Friday, July 9, 2010

Tentative Gains-Last Update: 09-Jul-10 08:35 ET

"Discounted but not forgotten" - that's the general feeling in the markets as we near the end of yet another volatile week. While the macro economic risks have not dissipated, the view appears to be that they have been adequately discounted. The pessimism seems to have reached a palpable saturation point that pushed global equity valuations to very attractive levels luring buyers back in.



Equities continue to rebound off lows focusing on signs of stability in the global economic environment, while keenly focused on the upcoming earnings season next week. Barring an late-day Friday sell-off, U.S. equity markets are on track to close one of the strongest weeks since mid-April. U.S. equity futures are fluctuating with little direction as the headlines slow.
The "signs" market participants are focusing on include narrowing spreads against sovereign defaults, higher interest rates in several Asian countries (So. Korea, Malaysia, Taiwan, and India), and a rebound in commodity prices. 
The question will be will earnings results and forward guidance from the U.S. corporate sector be enough to sustain the reversal. We anticipate Q2 results will be further confirmation of an earnings recovery. Earnings for the S&P 500 are expected to grow 34% on a year/year basis.
Europe is trading higher across broad as the mood lightens and risk aversion subsidies. A stronger than expected French manufacturing report for May is helping by suggesting an improvement in global trade. ECB President, Jean-Claude Trichet, has commented that while the fiscal crisis isn't over, the economic signs are "encouraging". 
Crude is back comfortably in the $75 per barrel level. The upward push is being driven by renewed optimism on the back of the IMF global growth revision. Meanwhile, natural gas declined despite record temperatures after the Dept of Energy's weekly inventory reports showed storage levels rose by 78 bln cubic feet to 2.76 tcf.

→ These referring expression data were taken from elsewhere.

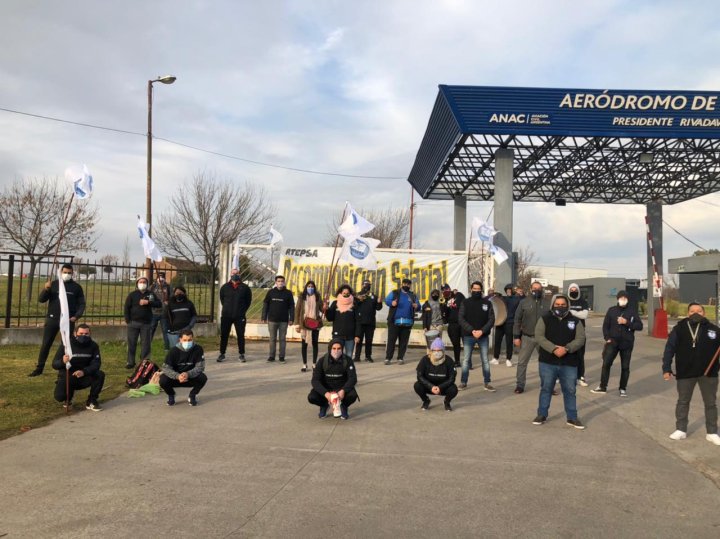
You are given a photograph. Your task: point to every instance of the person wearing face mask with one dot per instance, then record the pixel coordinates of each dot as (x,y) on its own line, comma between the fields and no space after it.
(278,310)
(343,313)
(50,295)
(334,374)
(235,300)
(184,367)
(477,319)
(560,335)
(161,290)
(368,306)
(181,314)
(403,305)
(308,320)
(436,376)
(527,314)
(693,342)
(138,317)
(619,327)
(84,369)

Copper has reversed back up to its 50 day sma at $302.60 per pound.

 
The U.S. Federal Appeals court upheld the lower's courts ruling that rejecting the moratorium on deepwater drilling. The verdict does not come as a surprise as such is causing little change in drillers' shares premarket. The Obama administration was seeking to reinstate the moratorium, while it challenged an order by the U.S. District Court in Louisiana on May 27. It's unclear whether deepwater utilization levels will go back to prior levels. The economics of offshore deepwater drilling have certainly changed.
Shares of search-engine giant Google (GOOG) gained after the company said the Chinese government renewed its Internet license. The company had submitted a revised application (which includes redirects to non-filtered Hong Kong site) to meet regulations in China ending a six-month standoff over censorship.